Sylvia wasn’t Catholic, but she had a special fondness for the Jesuit university, founded in 1789, making it the oldest Catholic university in the country, although approximately half of its student population was not of the Catholic faith. The first black person to earn a doctorate in the United States, Reverend Patrick Healy, had once been its president, making him the first black president of a predominantly white university in America.
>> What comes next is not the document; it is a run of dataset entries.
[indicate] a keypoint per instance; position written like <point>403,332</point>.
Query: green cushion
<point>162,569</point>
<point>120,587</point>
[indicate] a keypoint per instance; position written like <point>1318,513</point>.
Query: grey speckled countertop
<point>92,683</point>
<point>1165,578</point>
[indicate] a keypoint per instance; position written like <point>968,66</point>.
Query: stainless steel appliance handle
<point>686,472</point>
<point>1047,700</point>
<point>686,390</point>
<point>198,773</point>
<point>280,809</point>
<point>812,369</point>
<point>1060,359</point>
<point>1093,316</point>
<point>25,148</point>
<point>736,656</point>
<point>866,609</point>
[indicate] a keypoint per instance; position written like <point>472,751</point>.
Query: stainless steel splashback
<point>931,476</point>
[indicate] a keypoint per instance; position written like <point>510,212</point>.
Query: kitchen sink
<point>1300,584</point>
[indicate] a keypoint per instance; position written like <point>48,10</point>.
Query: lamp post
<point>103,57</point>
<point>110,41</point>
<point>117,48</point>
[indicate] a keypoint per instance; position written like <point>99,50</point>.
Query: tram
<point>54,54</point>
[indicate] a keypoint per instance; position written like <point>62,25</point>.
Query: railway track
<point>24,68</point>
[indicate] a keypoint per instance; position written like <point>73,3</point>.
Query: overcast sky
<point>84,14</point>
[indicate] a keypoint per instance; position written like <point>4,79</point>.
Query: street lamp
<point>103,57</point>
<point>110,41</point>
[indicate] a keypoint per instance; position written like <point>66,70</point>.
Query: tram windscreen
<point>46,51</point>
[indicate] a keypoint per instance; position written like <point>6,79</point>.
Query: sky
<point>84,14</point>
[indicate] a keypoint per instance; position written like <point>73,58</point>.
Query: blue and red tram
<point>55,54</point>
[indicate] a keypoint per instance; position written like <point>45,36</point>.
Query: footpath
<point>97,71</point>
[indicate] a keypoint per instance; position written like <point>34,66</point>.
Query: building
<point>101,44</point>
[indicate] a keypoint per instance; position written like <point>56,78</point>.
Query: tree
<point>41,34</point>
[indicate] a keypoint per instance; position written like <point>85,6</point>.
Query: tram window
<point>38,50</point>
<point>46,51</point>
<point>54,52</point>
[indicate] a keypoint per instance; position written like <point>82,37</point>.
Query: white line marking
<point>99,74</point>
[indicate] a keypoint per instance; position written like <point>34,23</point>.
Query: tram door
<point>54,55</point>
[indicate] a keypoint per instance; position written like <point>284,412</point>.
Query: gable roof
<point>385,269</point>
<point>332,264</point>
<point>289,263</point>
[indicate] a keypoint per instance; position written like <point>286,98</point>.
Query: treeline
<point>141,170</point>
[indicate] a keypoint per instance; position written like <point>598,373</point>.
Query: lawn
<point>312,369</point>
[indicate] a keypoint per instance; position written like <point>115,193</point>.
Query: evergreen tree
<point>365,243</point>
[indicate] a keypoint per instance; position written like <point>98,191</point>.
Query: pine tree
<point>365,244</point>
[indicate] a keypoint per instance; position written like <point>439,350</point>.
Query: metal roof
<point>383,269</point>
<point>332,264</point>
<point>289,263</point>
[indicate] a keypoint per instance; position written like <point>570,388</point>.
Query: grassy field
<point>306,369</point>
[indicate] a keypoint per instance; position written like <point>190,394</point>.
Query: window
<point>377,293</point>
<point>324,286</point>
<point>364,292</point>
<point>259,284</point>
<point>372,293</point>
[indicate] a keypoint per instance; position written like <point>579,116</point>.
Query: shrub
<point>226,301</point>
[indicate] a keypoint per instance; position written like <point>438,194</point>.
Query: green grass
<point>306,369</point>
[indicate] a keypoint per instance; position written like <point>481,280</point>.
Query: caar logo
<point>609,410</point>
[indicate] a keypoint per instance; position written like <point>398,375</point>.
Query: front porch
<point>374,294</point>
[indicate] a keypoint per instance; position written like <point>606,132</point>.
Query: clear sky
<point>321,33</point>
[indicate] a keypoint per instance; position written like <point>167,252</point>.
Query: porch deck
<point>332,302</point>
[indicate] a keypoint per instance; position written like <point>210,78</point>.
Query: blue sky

Sylvia took pride in the accomplishments of African Americans and had read a number of books about those who’d left their mark on American society. She’d spent an occasional Saturday or Sunday strolling Georgetown University’s shady cobblestone streets, stopping now and then to rest on a bench and read whatever book she was into at the moment, soaking in not only the sun and fresh air, but the aura of the place, as though absorbing an education through her pores.
They bypassed the Visitor Information Center and went directly to the building in which Edward Grimes’ office was located. The young woman who’d been at the receptionist desk when they’d taken Grimes away looked positively panic-stricken when they walked through the door.